(Source: Deseret News (Salt Lake City))

By Daniel Taub and Peter Woodifield Bloomberg News
General Growth Properties Inc., the second-largest U.S. mall owner and the owner of the Cottonwood and Fashion Place malls in Utah, and Kimco Realty Corp., the largest owner of community shopping centers, plunged in New York trading after cutting their earnings forecasts for the year.
General Growth, based in Chicago, cut its forecast for 2008 funds from operations, excluding items, saying it now expects to earn $2.85 to $2.95 a share. It had expected $3.42 a share.
Kimco on Wednesday forecast 2008 funds from operations of $2.20 to $2.45 a share, citing "substantial dislocation in the credit markets and recent turmoil in the equity markets," after earlier forecasting a range of $2.70 to $2.78 a share.
Owners of malls and community shopping centers are facing a drop in retail spending as unemployment rises, real-estate values fall and the economy weakens.

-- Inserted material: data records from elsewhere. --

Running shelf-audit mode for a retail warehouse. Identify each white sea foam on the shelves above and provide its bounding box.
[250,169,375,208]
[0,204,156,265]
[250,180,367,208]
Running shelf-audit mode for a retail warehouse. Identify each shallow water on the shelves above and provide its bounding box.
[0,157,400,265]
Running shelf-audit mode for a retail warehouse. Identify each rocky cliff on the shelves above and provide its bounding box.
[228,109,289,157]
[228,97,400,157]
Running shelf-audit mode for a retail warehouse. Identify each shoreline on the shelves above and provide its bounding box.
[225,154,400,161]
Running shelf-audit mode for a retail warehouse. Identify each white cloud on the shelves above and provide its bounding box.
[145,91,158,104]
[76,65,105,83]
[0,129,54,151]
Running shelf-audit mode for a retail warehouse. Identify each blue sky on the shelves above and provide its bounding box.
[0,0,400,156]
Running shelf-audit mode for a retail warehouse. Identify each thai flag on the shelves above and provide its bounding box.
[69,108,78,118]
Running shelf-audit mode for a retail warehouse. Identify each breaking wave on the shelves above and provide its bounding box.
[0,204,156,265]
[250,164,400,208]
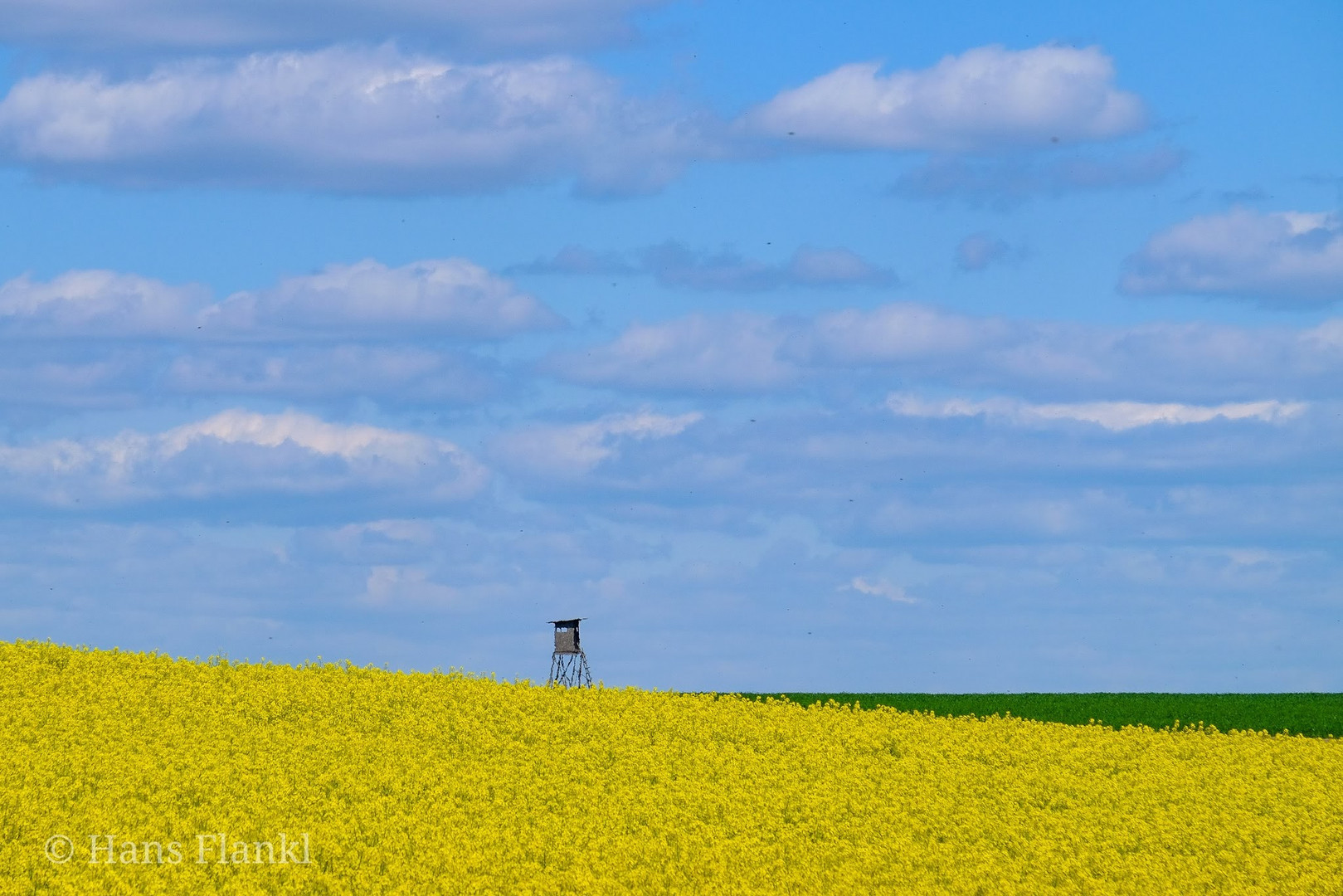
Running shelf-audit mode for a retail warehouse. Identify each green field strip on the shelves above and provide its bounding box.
[740,694,1343,738]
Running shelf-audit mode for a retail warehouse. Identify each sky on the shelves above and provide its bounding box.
[0,0,1343,692]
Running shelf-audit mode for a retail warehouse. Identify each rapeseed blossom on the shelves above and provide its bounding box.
[0,642,1343,896]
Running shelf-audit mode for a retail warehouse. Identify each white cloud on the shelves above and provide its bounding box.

Consumer spending fell 0.3 percent, matching the biggest drop in four years, and the U.S. lost the most jobs in five years in September.

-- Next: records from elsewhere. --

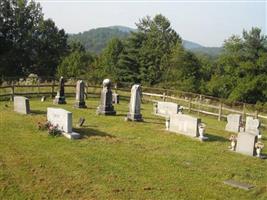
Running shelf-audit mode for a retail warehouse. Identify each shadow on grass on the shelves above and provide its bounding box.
[73,127,115,138]
[31,110,46,115]
[205,133,229,142]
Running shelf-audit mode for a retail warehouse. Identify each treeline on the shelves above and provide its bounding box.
[0,0,267,103]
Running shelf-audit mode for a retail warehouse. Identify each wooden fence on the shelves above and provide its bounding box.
[0,81,267,127]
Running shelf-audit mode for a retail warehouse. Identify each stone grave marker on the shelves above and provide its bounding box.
[236,132,257,156]
[154,101,179,117]
[74,80,86,108]
[245,117,260,136]
[14,96,30,114]
[168,114,201,137]
[126,84,143,121]
[77,117,85,127]
[112,93,120,104]
[54,76,66,104]
[47,108,80,139]
[225,114,241,133]
[41,96,46,102]
[96,79,116,115]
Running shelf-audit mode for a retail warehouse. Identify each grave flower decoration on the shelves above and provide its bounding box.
[255,141,264,158]
[229,135,237,151]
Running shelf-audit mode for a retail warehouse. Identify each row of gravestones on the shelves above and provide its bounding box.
[14,78,260,159]
[14,77,143,139]
[154,101,264,157]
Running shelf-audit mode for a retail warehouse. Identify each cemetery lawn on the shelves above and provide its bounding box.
[0,98,267,200]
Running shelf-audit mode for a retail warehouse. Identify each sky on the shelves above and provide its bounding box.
[37,0,267,46]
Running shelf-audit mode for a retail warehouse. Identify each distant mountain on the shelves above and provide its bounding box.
[69,26,222,56]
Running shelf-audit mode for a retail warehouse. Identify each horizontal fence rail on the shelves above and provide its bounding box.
[0,81,267,127]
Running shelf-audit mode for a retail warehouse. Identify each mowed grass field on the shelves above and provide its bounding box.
[0,98,267,200]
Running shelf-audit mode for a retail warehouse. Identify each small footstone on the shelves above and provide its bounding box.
[224,180,255,190]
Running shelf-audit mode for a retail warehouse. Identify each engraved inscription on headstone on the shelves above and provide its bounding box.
[54,76,66,104]
[96,79,116,115]
[74,80,86,108]
[236,132,257,156]
[14,96,30,114]
[47,108,80,139]
[225,114,241,133]
[127,84,143,121]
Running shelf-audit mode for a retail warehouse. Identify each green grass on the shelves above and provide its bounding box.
[0,98,267,200]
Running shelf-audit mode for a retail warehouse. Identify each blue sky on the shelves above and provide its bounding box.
[37,0,267,46]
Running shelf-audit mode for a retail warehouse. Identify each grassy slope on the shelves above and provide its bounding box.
[0,99,267,199]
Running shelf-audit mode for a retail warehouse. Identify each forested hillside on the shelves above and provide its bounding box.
[69,26,222,57]
[0,0,267,106]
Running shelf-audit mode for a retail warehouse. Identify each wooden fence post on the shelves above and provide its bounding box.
[188,97,192,113]
[218,101,222,121]
[11,81,15,101]
[243,103,246,121]
[51,80,55,99]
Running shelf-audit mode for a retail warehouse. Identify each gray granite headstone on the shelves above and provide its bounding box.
[245,117,260,135]
[127,84,143,121]
[112,93,120,104]
[169,114,201,137]
[14,96,30,114]
[154,101,179,117]
[96,79,116,115]
[225,114,241,133]
[236,132,257,156]
[47,108,80,139]
[54,76,66,104]
[74,80,86,108]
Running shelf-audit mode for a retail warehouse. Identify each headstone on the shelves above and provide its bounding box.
[112,93,120,104]
[236,132,257,156]
[169,114,201,137]
[154,101,179,117]
[54,76,66,104]
[41,96,46,102]
[225,114,241,133]
[127,84,143,121]
[74,80,86,108]
[47,108,80,139]
[245,117,260,136]
[14,96,30,114]
[96,79,116,115]
[77,117,85,127]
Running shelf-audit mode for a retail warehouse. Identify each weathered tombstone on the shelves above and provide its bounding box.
[168,114,201,137]
[245,117,260,136]
[236,132,257,156]
[112,93,120,104]
[74,80,86,108]
[126,84,143,121]
[154,101,179,117]
[41,96,46,102]
[47,108,80,139]
[96,79,116,115]
[77,117,85,127]
[14,96,30,114]
[54,76,66,104]
[225,114,241,133]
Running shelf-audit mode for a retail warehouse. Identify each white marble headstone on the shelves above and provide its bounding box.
[155,101,179,117]
[47,108,80,139]
[225,114,241,133]
[236,132,257,156]
[245,117,260,135]
[169,114,201,137]
[14,96,30,114]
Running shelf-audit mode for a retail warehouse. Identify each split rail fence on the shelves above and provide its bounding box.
[0,81,267,127]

"The consumer is in pain and lacks confidence," Kimco Chief Executive Officer Milton Cooper said on a conference call Wednesday. "I think retailers will have a pretty tough 2009, unless there's a new zoom in our economy and the housing market comes back."

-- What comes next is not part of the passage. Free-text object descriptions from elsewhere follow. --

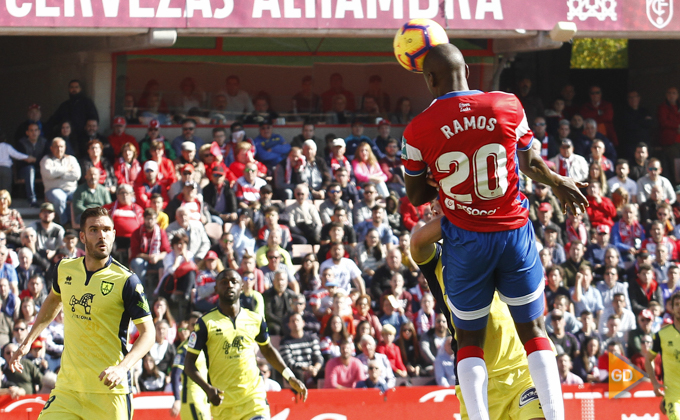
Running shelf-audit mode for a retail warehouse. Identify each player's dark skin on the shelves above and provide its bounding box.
[405,44,588,354]
[184,269,307,405]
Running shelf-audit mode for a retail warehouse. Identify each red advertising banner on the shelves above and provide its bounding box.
[0,384,664,420]
[0,0,680,32]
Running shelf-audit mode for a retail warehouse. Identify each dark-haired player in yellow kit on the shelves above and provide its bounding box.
[9,207,155,420]
[170,312,211,420]
[411,207,545,420]
[184,269,307,420]
[643,292,680,420]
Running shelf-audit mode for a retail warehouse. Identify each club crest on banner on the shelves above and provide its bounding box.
[567,0,620,22]
[647,0,673,29]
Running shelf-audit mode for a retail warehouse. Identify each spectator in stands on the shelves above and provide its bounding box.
[2,343,42,398]
[0,249,19,296]
[236,162,267,208]
[107,116,139,156]
[293,75,321,118]
[113,142,142,185]
[319,182,352,225]
[40,137,80,225]
[134,160,170,208]
[549,309,581,358]
[144,140,177,185]
[203,166,238,225]
[557,353,583,385]
[14,104,46,141]
[262,249,300,293]
[262,270,296,335]
[302,140,331,200]
[324,338,366,389]
[73,166,111,222]
[15,248,43,291]
[626,309,654,357]
[545,265,571,308]
[0,277,18,319]
[636,158,675,204]
[550,139,588,181]
[14,123,49,207]
[285,184,321,244]
[130,208,172,288]
[583,225,618,270]
[534,201,562,244]
[80,139,118,194]
[167,207,210,261]
[375,322,409,378]
[230,209,255,260]
[586,181,616,229]
[46,79,99,154]
[274,147,307,200]
[319,243,366,294]
[279,313,324,384]
[345,120,382,160]
[628,264,663,314]
[172,118,205,160]
[104,184,144,250]
[569,265,604,319]
[225,74,254,121]
[229,141,267,178]
[608,160,637,200]
[562,241,590,287]
[253,120,290,170]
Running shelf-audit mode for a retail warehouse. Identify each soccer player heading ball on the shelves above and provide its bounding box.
[402,44,587,420]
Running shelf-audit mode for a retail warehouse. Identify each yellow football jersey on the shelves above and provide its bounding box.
[172,340,208,404]
[51,257,151,394]
[187,307,269,407]
[418,244,528,378]
[650,324,680,403]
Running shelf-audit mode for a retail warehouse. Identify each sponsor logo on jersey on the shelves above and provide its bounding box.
[519,387,538,407]
[69,293,94,320]
[100,281,113,296]
[187,331,197,349]
[222,335,243,354]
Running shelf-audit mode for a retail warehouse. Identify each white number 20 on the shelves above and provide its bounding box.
[437,143,508,204]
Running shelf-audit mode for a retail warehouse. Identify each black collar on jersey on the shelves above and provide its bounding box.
[437,90,484,100]
[83,255,113,286]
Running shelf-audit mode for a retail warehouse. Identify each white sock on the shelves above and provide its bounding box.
[527,350,564,420]
[458,357,489,420]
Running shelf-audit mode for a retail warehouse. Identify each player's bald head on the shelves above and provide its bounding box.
[423,44,468,97]
[423,44,465,75]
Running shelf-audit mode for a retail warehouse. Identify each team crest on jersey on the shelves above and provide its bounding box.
[222,335,243,354]
[100,281,113,296]
[519,387,538,407]
[68,293,94,315]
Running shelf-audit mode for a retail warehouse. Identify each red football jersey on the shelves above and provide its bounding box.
[402,91,533,232]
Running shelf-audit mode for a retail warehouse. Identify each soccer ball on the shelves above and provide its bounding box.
[394,19,449,73]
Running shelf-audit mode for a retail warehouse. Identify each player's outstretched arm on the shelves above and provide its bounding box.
[258,341,307,401]
[99,318,156,389]
[517,147,588,214]
[645,351,664,397]
[404,172,439,207]
[184,351,224,406]
[9,291,62,372]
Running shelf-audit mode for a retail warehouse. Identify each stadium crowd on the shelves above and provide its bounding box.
[0,77,680,396]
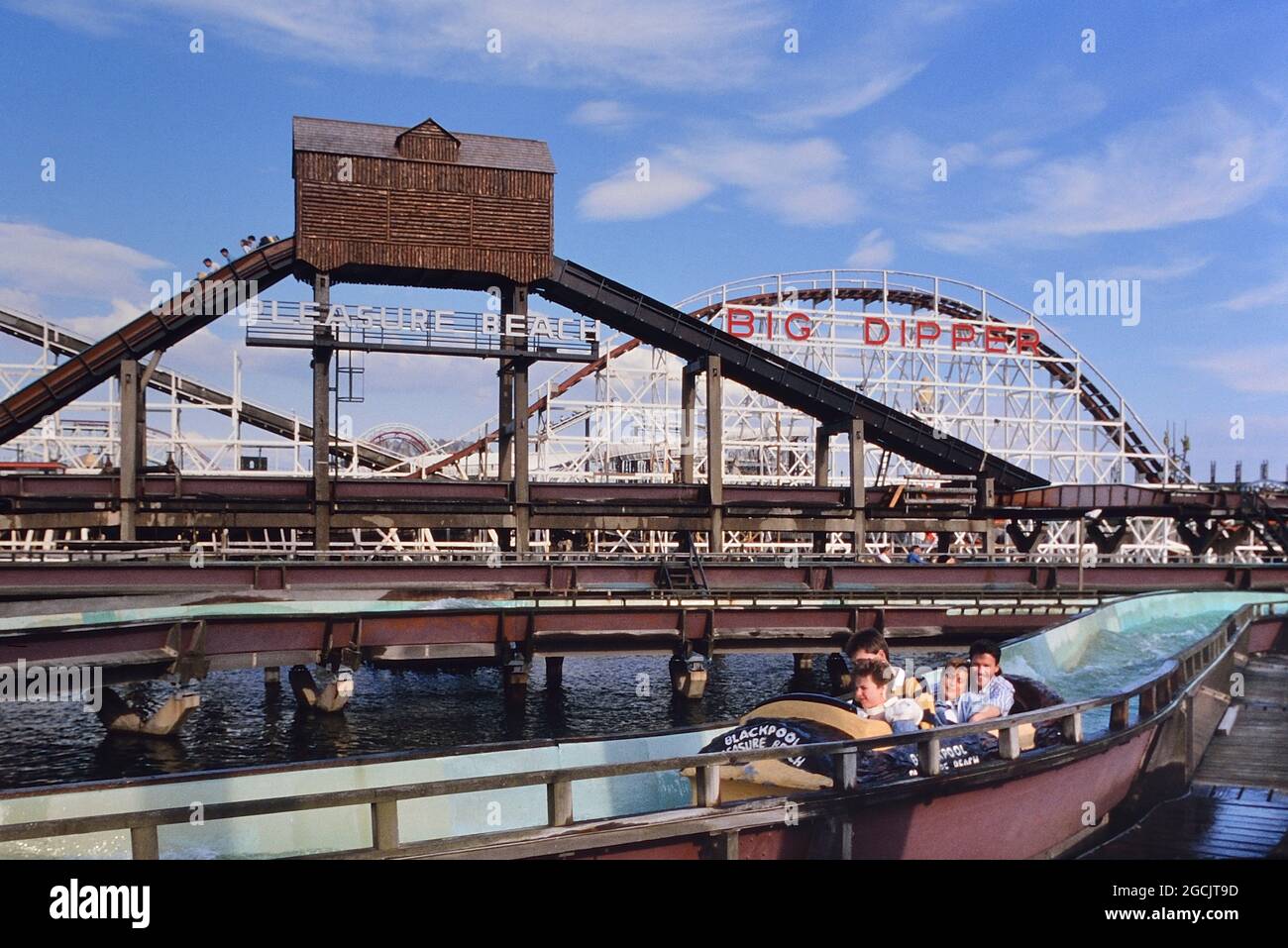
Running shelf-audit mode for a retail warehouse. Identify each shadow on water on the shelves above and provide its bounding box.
[0,653,963,789]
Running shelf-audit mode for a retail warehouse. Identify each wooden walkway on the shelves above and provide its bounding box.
[1083,653,1288,859]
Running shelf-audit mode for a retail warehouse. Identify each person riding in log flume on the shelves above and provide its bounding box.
[935,639,1015,724]
[854,658,923,734]
[845,626,921,698]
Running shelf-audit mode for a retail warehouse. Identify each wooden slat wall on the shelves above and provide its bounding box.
[295,150,554,283]
[398,132,460,161]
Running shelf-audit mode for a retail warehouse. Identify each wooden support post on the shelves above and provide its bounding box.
[1060,711,1082,745]
[496,360,514,480]
[705,356,724,553]
[371,799,398,851]
[827,652,854,694]
[546,781,572,825]
[546,656,563,689]
[680,368,698,484]
[120,360,143,540]
[832,750,859,790]
[997,728,1020,760]
[698,767,720,806]
[814,425,832,553]
[1138,685,1158,717]
[850,419,867,561]
[130,825,161,859]
[1109,700,1129,730]
[313,273,335,550]
[975,474,997,559]
[503,284,532,559]
[917,737,939,777]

Shares of Kimco, based in New Hyde Park, N.Y., fell $2.71, or 12 percent, to close at $20.59. General Growth plummeted $2.24, or 50 percent, to $2.25, the company's biggest decline since its initial stock sale more than 15 years ago. General Growth has declined 95 percent this year and Kimco has dropped 43 percent.
General Growth also reported a wider third-quarter loss and abandoned its quarterly dividend. Last month, it fired Chief Financial Officer Bernard Freibaum after he sold 2.95 million shares to meet margin calls and put off new development plans.
During a conference call Wednesday, analysts and investors criticized General Growth executives for refusing to give details of loans the company's trying to renegotiate. Interim Chief Executive Officer Adam S. Metz said that while the company "will continue to release loan information in the aggregate," it won't discuss loans individually.
The mall owner last week announced the replacement of CEO John Bucksbaum with Metz. Bucksbaum remains chairman. Thomas H. Nolan Jr. was named interim president in place of Robert Michaels, who remains chief operating officer.
The sale of properties is part of General Growth's recovery plan, and the company expects to announce completed transactions by the end of the year, Metz. General Growth intends to sell malls in Las Vegas, and it has funded $1.7 billion of new or replacement debt since June 30. It has about another $958 million of borrowings maturing by Dec. 1 that still needs to refinanced and extended.